The experiment to make oxygen on Mars has come to an end, with the Perseverance rover’s MOXIE instrument completing its mission. MOXIE, or Mars Oxygen In-Situ Resource Utilization Experiment, is a small box tucked inside the rover that takes in carbon dioxide from the Martian atmosphere and converts it into oxygen. After 16 successful runs, the experiment has now been concluded.
MOXIE works like a fuel cell run in reverse, taking in carbon dioxide and then using electricity to split the molecules into oxygen and carbon monoxide. The idea was well understood on Earth, but had never been tried on Mars before, so the aim of the experiment was just to see if it worked and could be used as potential future technology for crewed missions.
The experiment worked just as planned, producing record amounts of oxygen, and totaling 122 grams produced over its lifetime. The runs were spread over different times of the Martian year to see how it fared in different temperatures and dust environments, and the experiment produced up to 12 grams of oxygen per hour which was twice the original aim.

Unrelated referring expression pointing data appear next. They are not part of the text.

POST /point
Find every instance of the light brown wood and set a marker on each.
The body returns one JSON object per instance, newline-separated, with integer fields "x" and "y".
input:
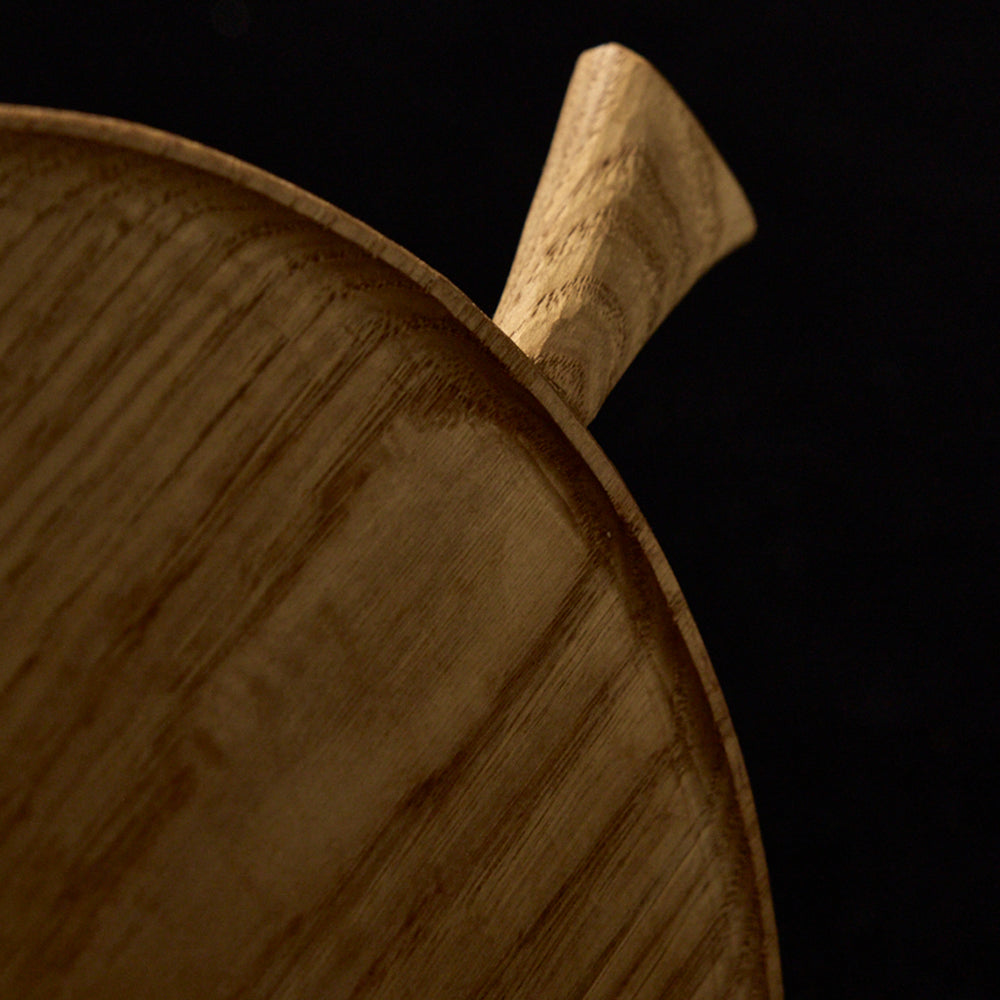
{"x": 336, "y": 659}
{"x": 634, "y": 205}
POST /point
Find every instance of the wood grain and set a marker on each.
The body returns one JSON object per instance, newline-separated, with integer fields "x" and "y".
{"x": 336, "y": 660}
{"x": 634, "y": 205}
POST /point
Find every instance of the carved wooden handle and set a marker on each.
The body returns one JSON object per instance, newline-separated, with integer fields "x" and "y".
{"x": 634, "y": 204}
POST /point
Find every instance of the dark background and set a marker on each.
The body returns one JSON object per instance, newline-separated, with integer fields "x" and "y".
{"x": 813, "y": 433}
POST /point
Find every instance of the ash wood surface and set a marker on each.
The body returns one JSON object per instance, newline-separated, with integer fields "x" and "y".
{"x": 633, "y": 206}
{"x": 336, "y": 660}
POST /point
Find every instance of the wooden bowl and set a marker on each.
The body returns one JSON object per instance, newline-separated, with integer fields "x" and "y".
{"x": 336, "y": 659}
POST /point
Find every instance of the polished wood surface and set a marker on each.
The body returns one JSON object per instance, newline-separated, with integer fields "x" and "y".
{"x": 336, "y": 659}
{"x": 633, "y": 206}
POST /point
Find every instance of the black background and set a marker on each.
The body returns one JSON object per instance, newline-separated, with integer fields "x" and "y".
{"x": 812, "y": 434}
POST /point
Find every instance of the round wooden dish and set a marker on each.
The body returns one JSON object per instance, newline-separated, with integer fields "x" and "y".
{"x": 337, "y": 660}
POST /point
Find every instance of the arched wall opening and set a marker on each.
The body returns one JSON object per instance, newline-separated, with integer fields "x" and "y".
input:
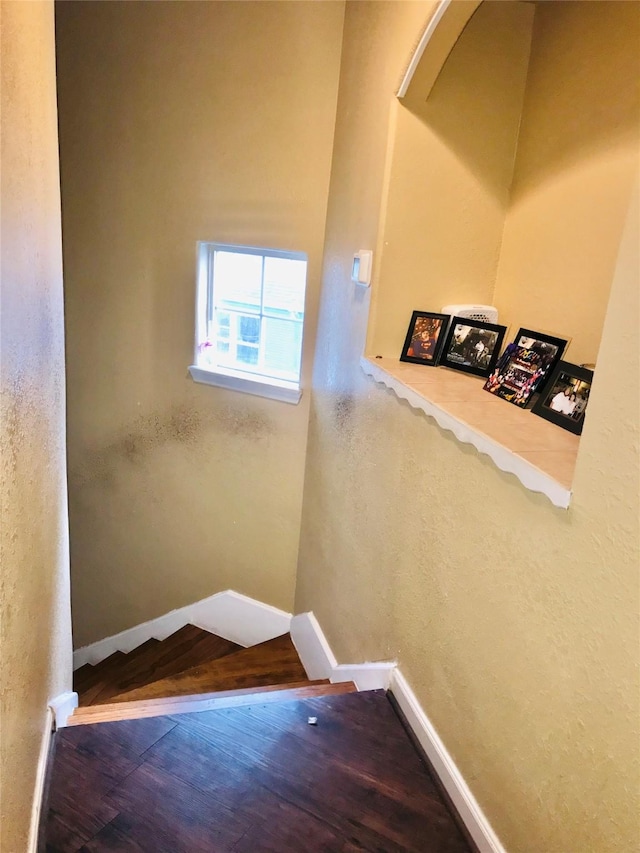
{"x": 510, "y": 169}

“MOXIE’s impressive performance shows that it is feasible to extract oxygen from Mars’ atmosphere – oxygen that could help supply breathable air or rocket propellant to future astronauts,” said NASA Deputy Administrator Pam Melroy in a statement. “Developing technologies that let us use resources on the moon and Mars is critical to build a long-term lunar presence, create a robust lunar economy, and allow us to support an initial human exploration campaign to Mars.”
As well as being notable for its own achievements and as a way of producing oxygen for future crewed missions, the experiment also shows the broader utility of an approach called in-situ resource utilization (ISRU). The idea is to use materials and resources that are available in space environments, such as the carbon dioxide atmosphere on Mars or the dusty regolith on the moon, to make the resources needed for missions.
“MOXIE has clearly served as inspiration to the ISRU community,” said the instrument’s principal investigator, Michael Hecht of MIT. “It showed NASA is willing to invest in these kinds of future technologies. And it has been a flagship that has influenced the exciting industry of space resources.”